Input Features for the T4 mutation classifiers

$$ \begin{array}{l}6\hbox{-} \mathrm{Feature}=\left[\mathrm{S}\left(\mathrm{WT},\mathrm{WP}\right),\mathrm{S}\left(\mathrm{WT},\mathrm{MT}\right),\mathrm{S}\left(\mathrm{WT},\mathrm{MP}\right),\mathrm{S}\left(\mathrm{WP},\mathrm{MT}\right),\mathrm{S}\left(\mathrm{WP},\mathrm{MP}\right),\mathrm{S}\left(\mathrm{MT},\mathrm{MP}\right)\right]\hfill \\ {}3\hbox{-} \mathrm{Feature}=\left[\mathrm{S}\left(\mathrm{WT},\mathrm{WP}\right),\mathrm{S}\left(\mathrm{WT},\mathrm{MT}\right),\mathrm{S}\left(\mathrm{WP},\mathrm{MT}\right)\right]\hfill \\ {}1\hbox{-} \mathrm{Feature}=\left[\mathrm{S}\left(\mathrm{WT},\mathrm{MT}\right)\right]\hfill \end{array} $$

*S(i,j) is the similarity score taken from the (i,j) element of a score matrix

*WT, WP, MT and MP denote the wild type true label, wild type predicted label, mutant true label, and mutant predicted label, respectively.

The SVM models were constructed using the sklearn.svm package using the Radial Basis Function (RBF) kernel, and the Lasso models were built using the sklearn.linear_model.Lasso package.
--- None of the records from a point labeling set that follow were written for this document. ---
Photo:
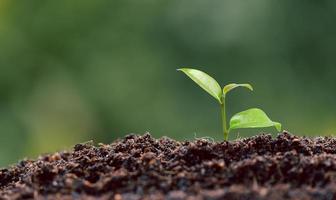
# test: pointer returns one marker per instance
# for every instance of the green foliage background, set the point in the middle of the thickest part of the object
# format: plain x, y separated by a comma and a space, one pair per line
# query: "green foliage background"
71, 71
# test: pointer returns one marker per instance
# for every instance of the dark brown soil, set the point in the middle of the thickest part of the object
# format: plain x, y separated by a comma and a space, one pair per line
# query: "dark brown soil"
141, 167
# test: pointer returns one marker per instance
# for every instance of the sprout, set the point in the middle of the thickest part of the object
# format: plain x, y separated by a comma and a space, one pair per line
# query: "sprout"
251, 118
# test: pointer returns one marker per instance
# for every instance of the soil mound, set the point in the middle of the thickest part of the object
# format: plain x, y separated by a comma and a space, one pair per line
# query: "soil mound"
141, 167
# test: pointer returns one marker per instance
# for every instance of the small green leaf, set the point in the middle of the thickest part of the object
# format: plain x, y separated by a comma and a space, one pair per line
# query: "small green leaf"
232, 86
252, 118
205, 81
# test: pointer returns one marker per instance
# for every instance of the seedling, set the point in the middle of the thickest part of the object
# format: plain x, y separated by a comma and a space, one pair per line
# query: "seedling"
251, 118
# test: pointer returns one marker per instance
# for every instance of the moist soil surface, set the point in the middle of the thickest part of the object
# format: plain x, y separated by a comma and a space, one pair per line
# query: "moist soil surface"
141, 167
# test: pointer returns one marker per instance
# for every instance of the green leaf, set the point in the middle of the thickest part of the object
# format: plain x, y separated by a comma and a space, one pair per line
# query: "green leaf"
205, 81
232, 86
252, 118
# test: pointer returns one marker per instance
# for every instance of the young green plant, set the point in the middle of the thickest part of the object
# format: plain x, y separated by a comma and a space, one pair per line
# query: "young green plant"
251, 118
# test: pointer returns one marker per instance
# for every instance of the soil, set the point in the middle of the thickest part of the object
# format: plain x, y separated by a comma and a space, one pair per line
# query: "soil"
141, 167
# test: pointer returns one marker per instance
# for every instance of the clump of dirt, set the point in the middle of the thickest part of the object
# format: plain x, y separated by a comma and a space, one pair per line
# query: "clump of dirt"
141, 167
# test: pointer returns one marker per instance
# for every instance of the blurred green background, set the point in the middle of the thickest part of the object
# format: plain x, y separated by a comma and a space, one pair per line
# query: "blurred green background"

Network visualization: Atom importance map

Our input importance map shows the contribution of each atom to the final classification decision by displaying the importance score of each atom in heat map colors. Importance scores are calculated by first deriving the saliency map described in [48]. Briefly, the saliency map calculates the derivative of the true class score of the example with respect to the input variable I at the point I₀, where I₀ denotes the input value. The saliency map is then multiplied by I₀ to obtain the importance scores for each input voxel for each atom channel. By first order Taylor approximation, the importance score of each atom approximates the effect on the true class score when removing the corresponding atom from the input. Absolute values of the importance scores are recorded, normalized to range (0,100) for each input example across all positions and all channels, and assigned to the corresponding atoms in the local protein box. We visualized results using Pymol [49] by setting the b-factor field of the atoms to the normalized-absolute-valued importance scores. Gradients of the score function with respect to the input variables are calculated by the Theano auto differentiation function.